BLOG / ARTICLE

Quantum Reinforcement Learning Gets an Entanglement Boost Using Single Photons

In this work, we have demonstrated a novel approach to quantum reinforcement learning that harnesses the power of entanglement using single photons. This breakthrough could pave the way for more efficient learning algorithms in quantum computing applications for specific tasks by exploiting the intrinsic communication that entanglement offers.

Figure 1: In reinforcement learning we have an agent that interacts with its environment. The agent receives the current state of the environment (stimulus) based on which it performs an action that affects the envornment. Depending on the quality of the performed action, it receives a reward (positive or negative).

What is reinforcement learning ?

Reinforcement learning (RL) is a type of machine learning where agents learn through trial and error by interacting with their environment. While classical RL has shown impressive results, quantum reinforcement learning (QRL) promises to enhance this further by leveraging quantum mechanical properties like superposition, entanglement, and interference.

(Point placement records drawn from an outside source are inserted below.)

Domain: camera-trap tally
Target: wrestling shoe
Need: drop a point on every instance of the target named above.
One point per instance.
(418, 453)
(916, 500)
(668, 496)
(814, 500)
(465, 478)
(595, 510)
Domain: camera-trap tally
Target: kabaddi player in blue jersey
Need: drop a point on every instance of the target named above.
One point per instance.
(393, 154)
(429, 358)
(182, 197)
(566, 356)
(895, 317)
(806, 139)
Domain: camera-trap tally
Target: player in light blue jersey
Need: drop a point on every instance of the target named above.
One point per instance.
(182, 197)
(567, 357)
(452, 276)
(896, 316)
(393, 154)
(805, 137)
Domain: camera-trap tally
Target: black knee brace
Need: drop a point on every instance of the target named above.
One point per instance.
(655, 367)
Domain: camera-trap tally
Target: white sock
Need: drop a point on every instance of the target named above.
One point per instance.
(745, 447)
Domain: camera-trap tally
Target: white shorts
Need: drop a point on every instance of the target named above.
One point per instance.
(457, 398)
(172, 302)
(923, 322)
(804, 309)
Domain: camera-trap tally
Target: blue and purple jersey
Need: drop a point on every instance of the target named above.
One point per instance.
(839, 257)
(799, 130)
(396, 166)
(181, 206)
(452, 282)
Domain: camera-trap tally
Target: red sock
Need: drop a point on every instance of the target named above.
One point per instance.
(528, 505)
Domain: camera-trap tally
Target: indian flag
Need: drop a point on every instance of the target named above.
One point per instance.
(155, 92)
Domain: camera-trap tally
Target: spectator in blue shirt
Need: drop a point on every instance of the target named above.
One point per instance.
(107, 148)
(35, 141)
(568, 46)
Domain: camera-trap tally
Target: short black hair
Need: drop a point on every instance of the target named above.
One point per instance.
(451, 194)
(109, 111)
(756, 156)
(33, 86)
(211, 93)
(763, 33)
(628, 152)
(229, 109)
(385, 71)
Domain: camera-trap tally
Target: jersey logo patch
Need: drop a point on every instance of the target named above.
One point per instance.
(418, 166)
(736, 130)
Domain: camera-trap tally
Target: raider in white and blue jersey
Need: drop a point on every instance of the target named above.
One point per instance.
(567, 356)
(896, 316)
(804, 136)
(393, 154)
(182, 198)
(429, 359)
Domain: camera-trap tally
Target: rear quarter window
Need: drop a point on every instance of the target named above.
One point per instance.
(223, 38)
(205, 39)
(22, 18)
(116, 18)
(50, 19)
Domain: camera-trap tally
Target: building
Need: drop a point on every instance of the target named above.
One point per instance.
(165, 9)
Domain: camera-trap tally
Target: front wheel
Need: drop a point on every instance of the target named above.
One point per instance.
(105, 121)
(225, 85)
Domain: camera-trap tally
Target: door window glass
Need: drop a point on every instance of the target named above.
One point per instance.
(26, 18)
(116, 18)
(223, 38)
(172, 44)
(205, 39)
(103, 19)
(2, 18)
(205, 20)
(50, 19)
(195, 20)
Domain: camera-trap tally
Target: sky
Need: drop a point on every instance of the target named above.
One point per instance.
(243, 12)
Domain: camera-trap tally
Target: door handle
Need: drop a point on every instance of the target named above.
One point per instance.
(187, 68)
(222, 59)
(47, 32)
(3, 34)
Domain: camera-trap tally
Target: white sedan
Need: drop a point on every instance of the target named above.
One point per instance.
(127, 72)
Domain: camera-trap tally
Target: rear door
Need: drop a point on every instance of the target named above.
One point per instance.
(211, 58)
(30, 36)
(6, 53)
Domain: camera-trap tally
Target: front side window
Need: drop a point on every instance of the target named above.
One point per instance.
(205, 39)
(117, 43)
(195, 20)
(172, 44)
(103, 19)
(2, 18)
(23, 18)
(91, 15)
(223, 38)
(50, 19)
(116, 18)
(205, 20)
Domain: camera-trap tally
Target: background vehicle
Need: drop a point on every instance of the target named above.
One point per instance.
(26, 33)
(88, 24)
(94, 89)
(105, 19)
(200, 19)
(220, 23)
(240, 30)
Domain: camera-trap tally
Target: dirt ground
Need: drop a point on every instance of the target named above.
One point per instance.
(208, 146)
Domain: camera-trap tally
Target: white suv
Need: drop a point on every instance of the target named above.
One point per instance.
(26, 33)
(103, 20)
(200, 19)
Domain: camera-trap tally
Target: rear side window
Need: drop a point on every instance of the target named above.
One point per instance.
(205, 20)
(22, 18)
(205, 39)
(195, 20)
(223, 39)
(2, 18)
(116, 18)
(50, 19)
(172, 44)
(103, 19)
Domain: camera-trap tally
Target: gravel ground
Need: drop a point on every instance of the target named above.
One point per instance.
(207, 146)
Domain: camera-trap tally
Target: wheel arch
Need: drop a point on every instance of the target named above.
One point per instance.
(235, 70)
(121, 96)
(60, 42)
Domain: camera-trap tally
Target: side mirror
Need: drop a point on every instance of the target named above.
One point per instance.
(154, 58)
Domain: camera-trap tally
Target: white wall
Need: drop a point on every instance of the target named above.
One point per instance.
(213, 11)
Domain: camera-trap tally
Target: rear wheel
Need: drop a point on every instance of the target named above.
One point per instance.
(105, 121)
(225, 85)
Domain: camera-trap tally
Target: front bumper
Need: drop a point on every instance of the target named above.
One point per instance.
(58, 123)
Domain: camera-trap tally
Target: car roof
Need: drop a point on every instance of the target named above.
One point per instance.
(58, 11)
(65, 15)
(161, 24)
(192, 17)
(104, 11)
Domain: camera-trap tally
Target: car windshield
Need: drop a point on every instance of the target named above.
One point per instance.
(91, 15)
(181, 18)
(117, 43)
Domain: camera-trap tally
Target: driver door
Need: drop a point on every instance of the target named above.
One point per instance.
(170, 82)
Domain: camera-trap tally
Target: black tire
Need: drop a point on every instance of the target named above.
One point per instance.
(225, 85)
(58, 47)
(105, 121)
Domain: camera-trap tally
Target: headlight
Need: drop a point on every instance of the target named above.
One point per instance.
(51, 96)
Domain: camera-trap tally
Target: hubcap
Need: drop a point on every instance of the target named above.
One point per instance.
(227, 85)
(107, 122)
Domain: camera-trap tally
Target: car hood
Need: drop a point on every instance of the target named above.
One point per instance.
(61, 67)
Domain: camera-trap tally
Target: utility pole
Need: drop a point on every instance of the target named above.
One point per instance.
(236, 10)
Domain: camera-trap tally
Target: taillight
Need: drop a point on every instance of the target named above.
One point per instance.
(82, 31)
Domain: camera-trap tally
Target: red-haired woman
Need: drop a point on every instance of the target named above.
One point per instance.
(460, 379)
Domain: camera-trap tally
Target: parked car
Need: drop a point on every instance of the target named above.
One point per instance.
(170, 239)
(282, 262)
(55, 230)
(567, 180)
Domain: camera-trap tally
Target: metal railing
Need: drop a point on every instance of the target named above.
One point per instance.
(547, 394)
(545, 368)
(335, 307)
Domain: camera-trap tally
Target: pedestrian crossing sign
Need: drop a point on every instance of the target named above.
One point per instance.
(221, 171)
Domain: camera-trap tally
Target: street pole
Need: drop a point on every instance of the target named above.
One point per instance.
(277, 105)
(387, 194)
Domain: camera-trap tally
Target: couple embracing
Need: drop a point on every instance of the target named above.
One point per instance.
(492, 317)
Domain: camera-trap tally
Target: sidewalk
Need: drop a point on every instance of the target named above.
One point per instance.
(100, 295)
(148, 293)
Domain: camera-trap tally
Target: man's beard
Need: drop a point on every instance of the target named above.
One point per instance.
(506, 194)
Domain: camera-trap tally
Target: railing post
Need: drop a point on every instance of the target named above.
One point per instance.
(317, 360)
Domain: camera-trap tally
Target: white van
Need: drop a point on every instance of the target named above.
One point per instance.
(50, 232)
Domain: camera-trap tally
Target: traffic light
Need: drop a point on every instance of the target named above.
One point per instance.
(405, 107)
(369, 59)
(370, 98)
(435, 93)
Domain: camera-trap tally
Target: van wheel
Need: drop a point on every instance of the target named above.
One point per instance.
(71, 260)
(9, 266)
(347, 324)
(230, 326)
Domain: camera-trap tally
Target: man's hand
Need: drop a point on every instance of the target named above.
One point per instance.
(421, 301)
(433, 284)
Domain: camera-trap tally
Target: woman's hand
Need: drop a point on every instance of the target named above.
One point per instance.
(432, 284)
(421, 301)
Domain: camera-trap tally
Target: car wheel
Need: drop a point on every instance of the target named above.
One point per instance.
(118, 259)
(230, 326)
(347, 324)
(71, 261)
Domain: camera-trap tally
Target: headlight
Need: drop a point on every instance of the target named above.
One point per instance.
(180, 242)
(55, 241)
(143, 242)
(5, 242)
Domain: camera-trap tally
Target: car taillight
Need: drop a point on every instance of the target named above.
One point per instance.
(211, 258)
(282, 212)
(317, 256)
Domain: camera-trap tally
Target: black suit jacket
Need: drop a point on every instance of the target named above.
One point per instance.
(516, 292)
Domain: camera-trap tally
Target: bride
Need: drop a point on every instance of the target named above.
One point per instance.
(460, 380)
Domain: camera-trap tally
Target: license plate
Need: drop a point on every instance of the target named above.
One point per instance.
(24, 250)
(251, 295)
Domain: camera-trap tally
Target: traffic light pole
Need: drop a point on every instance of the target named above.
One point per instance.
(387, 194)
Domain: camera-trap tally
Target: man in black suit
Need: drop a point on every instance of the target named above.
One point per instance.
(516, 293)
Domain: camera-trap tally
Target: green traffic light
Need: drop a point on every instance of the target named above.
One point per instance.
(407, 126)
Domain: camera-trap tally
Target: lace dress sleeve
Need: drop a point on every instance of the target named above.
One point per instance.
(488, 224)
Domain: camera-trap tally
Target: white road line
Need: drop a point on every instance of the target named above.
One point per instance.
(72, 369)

The Innovation: Quantum Optical Projective Simulation (QOPS)

At Quandela, we have developed a framework called Quantum Optical Projective Simulation (QOPS), which is based on a classical machine learning method called Projective Simulation (PS). Here’s what makes it special:

  1. Interpretable learning: Unlike “black box” approaches like neural networks, QOPS makes the learning process more interpretable by using a structure called Episodic Compositional Memory (ECM).
  2. Quantum enhancement: The framework uses quantum walks of single photons through optical circuits, instead of random walks in graphs, taking advantage of quantum properties like superposition and interference to potentially speed up learning.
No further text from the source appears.